= Operation Gabriel =

Operation Gabriel was the codename for the British military contribution in Rwanda as part of the UN Assistance Mission for Rwanda UNAMIR during the Rwandan genocide. British soldiers were deployed to Rwanda as part of a wider peacekeeping force that aimed to control the effects of the ongoing conflict and resulting genocide. British troops arrived in the country in August after just five days preparation, starting with a 60-strong advance group that aimed to repair infrastructure damaged by the conflict in the region, and to prepare for a mass evacuation of British civilians from the region. Six hundred troops followed the initial advance party shortly after, and contained elements from both Army and RAF logistics, support and infantry personnel. British troops were withdrawn in November 1994.

Due to the sudden nature of the conflict, refugee camps had sprung up quickly around Rwanda to provide for those displaced by the conflict, and to shelter those who were being targeted by the perpetrators of the genocide. 23 Parachute Field Ambulance RAMC set up primary health clinics for the refugees of the camps, and provided both medical support and defence of the country's three operating hospitals. The hospitals were staffed by environmental health teams and trained military surgeons teams to treat casualties of disease and injury as a result of the conflict. After being stationed in the North of Rwanda for a month, 23 Parachute Field Ambulance were relocated by the Canadian Major General
Roméo Dallaire, to halt the mass evacuation of refugees into Zaire, located at the Southern end of Lake Kivu. 23 Parachute Field Ambulance was responsible for the aid of over 125,000 civilians over the 4-month deployment.

As Rwanda had suffered widespread damage to infrastructure, including electricity supplies and roadways, the sappers of 9 Parachute Squadron RE were deployed to repair roads, reconnect electricity supplies and install basic sanitary equipment.
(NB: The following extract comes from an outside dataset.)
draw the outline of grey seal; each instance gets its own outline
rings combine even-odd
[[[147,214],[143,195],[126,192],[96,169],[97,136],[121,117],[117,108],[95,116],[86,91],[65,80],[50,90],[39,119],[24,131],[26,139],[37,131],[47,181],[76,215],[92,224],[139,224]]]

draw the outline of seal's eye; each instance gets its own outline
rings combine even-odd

During the early stages of the United Nations mission in Rwanda, the UN Peacekeeping force had found themselves largely without efficient vehicles and methods of transportation to carry out their mission - namely ensuring that the terms of the Arusha Accords were being upheld. Despite the collapse of the Accords, the United Nations peacekeeping force remained in-theatre, but were hampered by logistical problems that made the transportation of materiel and civilians difficult. 63 Airborne Close Support Squadron RLC was deployed to allow the United Nations force to transport cargo and civilians to remote locations. 20,000 refugees and 1500 tons of material were carried during their time in the theatre.

Infantry protection was given by A Company 2nd Battalion The Princess of Wales Royal Regiment over the course of deployment. Additional units consisted of detachment from 30 Signal Regiment, 29 Movement Control Regiment, 49 Explosive Ordnance Disposal (EOD), RE, 9 Supply Regiment, 160 Provost Company and the Specialist Team Royal Engineers (STRE).